Skip to main content

Tor onion site scraping tool

Project description

torspy

torspy is a Python package designed for scraping .onion sites using the Tor network. It offers a straightforward interface for retrieving HTML content from .onion URLs, searching for specific text within that content, and saving the results to a file. Additionally, torspy is capable of detecting hidden directories.

Installation

You can install torspy via pip:

pip install torspy

Usage

Command-Line Interface

torspy allows you to interact with .onion sites from the command line:

  • To display the content of a .onion site:
torspy http://example.onion
  • To save the displayed content to a file:
torspy http://example.onion -s file.html
  • The -s flag indicates saving, and you can specify any file name.

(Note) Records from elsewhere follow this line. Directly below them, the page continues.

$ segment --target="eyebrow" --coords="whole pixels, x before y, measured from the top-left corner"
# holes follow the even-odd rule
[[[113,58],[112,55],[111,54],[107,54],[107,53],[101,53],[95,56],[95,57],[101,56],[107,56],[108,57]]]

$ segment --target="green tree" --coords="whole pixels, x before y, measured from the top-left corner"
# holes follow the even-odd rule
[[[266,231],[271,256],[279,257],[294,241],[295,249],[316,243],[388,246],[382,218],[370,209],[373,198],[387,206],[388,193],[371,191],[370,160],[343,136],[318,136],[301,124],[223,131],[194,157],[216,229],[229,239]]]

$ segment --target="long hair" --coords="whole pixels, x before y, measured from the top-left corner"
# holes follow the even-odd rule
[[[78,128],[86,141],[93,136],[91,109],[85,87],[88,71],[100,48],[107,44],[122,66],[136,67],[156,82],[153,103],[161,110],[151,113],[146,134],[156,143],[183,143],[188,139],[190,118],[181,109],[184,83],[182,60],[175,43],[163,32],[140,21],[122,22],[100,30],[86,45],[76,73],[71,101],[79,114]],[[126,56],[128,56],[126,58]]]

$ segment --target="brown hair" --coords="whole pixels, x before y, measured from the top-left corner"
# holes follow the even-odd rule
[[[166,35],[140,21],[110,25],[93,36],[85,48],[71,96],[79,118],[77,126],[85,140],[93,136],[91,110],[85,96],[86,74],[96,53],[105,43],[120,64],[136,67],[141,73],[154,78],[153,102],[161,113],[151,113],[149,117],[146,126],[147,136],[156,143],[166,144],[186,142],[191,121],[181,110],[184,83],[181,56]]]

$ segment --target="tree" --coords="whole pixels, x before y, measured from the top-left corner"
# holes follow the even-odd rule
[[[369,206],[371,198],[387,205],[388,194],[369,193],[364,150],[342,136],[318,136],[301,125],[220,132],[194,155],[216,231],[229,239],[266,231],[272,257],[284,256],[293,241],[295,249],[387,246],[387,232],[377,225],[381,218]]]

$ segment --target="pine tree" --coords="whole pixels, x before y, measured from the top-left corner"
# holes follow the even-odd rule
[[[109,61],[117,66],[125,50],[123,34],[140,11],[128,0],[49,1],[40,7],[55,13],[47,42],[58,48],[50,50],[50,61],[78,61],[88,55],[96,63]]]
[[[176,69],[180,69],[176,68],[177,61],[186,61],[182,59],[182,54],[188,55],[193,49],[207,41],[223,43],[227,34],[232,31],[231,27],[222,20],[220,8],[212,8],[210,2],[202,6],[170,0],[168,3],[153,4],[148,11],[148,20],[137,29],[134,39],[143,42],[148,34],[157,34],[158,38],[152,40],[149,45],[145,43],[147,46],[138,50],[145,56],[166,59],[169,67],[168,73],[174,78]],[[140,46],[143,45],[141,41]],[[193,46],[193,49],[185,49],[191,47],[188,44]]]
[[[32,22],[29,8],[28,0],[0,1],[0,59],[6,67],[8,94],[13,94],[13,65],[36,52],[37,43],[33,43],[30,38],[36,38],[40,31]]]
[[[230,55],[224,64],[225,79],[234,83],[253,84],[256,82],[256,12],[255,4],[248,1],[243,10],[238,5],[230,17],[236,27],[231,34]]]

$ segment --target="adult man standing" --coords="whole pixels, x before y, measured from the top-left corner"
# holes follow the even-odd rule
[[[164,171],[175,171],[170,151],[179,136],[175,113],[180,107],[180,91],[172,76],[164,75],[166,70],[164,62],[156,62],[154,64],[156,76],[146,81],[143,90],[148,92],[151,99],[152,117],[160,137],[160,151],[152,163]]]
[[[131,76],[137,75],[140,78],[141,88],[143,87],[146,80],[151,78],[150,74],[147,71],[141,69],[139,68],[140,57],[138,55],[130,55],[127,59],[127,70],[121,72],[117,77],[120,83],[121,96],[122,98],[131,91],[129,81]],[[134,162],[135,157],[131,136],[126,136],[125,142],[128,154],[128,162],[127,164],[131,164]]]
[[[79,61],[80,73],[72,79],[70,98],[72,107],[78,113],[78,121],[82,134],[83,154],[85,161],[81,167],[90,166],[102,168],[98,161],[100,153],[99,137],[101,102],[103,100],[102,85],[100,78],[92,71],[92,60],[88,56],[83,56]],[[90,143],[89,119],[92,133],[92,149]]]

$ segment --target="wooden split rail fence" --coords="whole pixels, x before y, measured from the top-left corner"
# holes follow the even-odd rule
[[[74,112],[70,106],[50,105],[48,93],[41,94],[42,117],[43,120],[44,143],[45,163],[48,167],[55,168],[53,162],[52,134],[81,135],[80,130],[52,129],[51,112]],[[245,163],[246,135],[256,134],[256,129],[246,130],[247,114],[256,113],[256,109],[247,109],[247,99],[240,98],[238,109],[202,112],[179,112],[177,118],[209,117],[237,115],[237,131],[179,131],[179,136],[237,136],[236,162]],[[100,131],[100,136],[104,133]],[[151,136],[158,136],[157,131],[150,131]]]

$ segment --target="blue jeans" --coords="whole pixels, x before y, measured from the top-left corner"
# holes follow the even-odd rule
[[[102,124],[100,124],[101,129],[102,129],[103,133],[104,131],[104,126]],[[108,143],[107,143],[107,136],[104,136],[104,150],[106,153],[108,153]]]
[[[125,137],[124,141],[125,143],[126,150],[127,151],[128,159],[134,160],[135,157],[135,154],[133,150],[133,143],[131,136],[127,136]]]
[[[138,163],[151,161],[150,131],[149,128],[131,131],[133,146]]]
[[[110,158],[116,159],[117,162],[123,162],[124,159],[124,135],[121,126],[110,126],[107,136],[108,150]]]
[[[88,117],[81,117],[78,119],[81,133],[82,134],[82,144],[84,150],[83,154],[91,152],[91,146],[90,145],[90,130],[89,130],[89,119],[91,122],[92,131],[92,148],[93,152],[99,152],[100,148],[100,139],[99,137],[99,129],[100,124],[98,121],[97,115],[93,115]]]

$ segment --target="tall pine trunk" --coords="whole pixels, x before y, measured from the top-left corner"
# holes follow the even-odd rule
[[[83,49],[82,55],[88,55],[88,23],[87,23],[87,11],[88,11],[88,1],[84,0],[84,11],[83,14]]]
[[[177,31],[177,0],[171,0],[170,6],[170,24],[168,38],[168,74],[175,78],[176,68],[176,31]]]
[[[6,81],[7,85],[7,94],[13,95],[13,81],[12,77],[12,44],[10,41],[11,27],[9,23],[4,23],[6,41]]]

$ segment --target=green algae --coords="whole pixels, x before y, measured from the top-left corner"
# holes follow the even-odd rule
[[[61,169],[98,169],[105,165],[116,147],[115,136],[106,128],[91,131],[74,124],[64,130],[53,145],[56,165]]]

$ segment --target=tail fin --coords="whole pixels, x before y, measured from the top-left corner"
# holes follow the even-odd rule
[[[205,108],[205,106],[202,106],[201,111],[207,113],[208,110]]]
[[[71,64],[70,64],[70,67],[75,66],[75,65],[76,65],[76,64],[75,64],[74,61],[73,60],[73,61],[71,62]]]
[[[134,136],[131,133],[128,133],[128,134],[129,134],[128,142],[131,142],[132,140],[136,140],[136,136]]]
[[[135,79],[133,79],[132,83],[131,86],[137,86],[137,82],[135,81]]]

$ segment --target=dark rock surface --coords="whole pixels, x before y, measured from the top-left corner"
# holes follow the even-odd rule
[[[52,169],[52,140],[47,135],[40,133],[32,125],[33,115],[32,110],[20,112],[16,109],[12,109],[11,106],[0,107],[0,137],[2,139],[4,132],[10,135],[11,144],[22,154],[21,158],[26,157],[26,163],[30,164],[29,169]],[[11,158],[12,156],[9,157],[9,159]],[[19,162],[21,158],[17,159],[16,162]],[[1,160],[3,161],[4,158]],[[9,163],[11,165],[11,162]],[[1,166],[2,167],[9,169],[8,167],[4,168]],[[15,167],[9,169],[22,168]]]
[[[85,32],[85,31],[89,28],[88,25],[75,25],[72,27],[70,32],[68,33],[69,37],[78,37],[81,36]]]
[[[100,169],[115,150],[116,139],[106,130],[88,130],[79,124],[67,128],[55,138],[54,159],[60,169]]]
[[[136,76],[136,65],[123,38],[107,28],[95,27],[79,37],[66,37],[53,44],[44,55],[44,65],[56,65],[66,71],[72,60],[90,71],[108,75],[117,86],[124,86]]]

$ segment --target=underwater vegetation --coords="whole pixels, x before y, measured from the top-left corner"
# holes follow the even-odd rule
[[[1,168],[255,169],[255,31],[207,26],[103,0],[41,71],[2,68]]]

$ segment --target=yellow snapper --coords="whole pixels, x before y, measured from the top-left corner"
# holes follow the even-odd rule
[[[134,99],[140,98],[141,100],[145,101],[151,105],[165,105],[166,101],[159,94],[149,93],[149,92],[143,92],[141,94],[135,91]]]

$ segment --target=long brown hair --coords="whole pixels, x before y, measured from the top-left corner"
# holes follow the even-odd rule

  • To search for specific text within the content and save the results to a file:

torspy http://example.onion --find "search query" -s search_results.html
  • The --find flag followed by the search query indicates searching for specific text.

  • The -s flag followed by the file name indicates saving the search results.

  • To save the content to a specified directory:

torspy http://example.onion -s file.html -d /path/to/directory
  • The -d flag followed by the directory path indicates where to save the file.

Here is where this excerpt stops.